This is a guest post by Saideh Jamshidi, an Iranian-American journalist who is doing graduate study in journalism at the University of Wisconsin-Madison.
Last month, I attended a conference at Lake Forest College about the “Future of Secularism and the Public Role of Religion in Iran,” where a group of intellectuals and university professors gathered to discuss the future of secularism in the Middle East and Iran’s role in shaping this phenomenon.
“Iran is the only country in that part of the world where we have a grassroots massive movement towards secularization”, said Ahmad Sadri, a professor of sociology and anthropology at Lake Forest College and the chair of Islamic World Studies.
Interview with Ahmad Sadri: [audio:https://insideislam.webhosting.cals.wisc.edu/audio/dStory/AhmadSadri.mp3]

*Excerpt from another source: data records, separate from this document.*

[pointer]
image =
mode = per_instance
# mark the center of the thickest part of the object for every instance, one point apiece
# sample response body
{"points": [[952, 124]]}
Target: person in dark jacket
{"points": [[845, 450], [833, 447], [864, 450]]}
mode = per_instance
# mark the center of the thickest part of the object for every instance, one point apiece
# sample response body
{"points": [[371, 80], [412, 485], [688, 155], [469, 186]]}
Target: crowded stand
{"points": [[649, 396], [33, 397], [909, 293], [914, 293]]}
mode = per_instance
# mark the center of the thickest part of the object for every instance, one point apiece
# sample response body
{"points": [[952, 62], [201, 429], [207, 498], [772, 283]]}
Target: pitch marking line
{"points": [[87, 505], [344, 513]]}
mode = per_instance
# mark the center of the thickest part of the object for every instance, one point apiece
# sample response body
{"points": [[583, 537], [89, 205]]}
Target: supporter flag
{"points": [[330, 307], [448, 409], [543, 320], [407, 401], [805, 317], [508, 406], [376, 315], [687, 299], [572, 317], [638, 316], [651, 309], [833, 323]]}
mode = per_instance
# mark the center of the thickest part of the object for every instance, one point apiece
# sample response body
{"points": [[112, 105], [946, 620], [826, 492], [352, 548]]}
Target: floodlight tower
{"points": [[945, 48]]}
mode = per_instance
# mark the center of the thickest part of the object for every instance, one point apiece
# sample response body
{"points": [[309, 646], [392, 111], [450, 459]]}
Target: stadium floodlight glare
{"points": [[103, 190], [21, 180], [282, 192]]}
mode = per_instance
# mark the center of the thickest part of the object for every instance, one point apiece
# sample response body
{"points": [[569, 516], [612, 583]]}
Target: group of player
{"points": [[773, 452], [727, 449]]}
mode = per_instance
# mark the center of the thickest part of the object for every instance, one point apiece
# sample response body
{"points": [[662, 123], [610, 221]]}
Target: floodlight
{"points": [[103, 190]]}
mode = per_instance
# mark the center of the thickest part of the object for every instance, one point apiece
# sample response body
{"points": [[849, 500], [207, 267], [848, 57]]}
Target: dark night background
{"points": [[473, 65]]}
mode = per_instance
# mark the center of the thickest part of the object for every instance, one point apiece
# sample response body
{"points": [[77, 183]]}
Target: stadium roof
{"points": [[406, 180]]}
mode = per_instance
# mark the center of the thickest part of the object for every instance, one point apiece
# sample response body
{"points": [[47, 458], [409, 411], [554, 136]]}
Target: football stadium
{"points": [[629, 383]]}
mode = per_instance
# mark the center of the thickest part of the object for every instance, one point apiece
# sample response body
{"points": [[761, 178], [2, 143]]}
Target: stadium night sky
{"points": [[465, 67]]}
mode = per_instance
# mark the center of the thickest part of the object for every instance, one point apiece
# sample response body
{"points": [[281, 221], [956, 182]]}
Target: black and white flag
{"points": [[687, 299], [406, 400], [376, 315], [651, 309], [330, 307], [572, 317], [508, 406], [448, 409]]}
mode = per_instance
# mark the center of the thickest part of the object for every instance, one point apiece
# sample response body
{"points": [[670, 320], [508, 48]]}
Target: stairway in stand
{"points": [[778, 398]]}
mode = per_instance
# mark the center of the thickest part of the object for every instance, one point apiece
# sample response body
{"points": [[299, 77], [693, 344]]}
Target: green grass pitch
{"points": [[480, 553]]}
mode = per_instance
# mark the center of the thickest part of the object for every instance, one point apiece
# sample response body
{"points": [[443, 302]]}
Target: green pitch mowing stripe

Iran has become an important player in the secularism movement, particularly after the clash between the Islamic government and the Iranian masses in June 2009. For the past 30 years, the Islamic Republic of Iran has been faithful to both Islamic values by implementing Sharia laws in its constitution and republican values by conducting national and local elections in the country.
But the notion of democracy was violated in June 2009 when the government opened fire on demonstrators protesting the results of the presidential election. Many leading figures of the demonstrations as well as reformist politicians were arrested and imprisoned. The reports of inmates’ treatment in prisons evoked anger in the Iranian public. Now the public is questioning the legitimacy of the government.
“It is a dead man walking,” said Ahmad Sadri, “because it was democracy that was giving this theocratic government its legitimacy,” and now everything is destroyed after the government attacked the peaceful demonstrations, Sadri Said.
At the Lake Forest College conference, Iranian and American intellectuals argued their cases and represented their papers, discussing the future of Iran when the Islamic government would fall. “I have brought these people in this conference so we can knock our heads together and kind of figure out what do we do with the institution of religion and how do we reconcile the polarities that has been developed because of 30 years theocracy in Iran,” Sadri said.
Now things are rapidly changing in Iran. The government has become shakier than ever and the public has become less supportive. So, the question is whether or not this government can survive, and if it falls, what would be the future of Iran in its political spectrum? Can Iranians learn from their mistakes and head to a brighter future in the Middle East?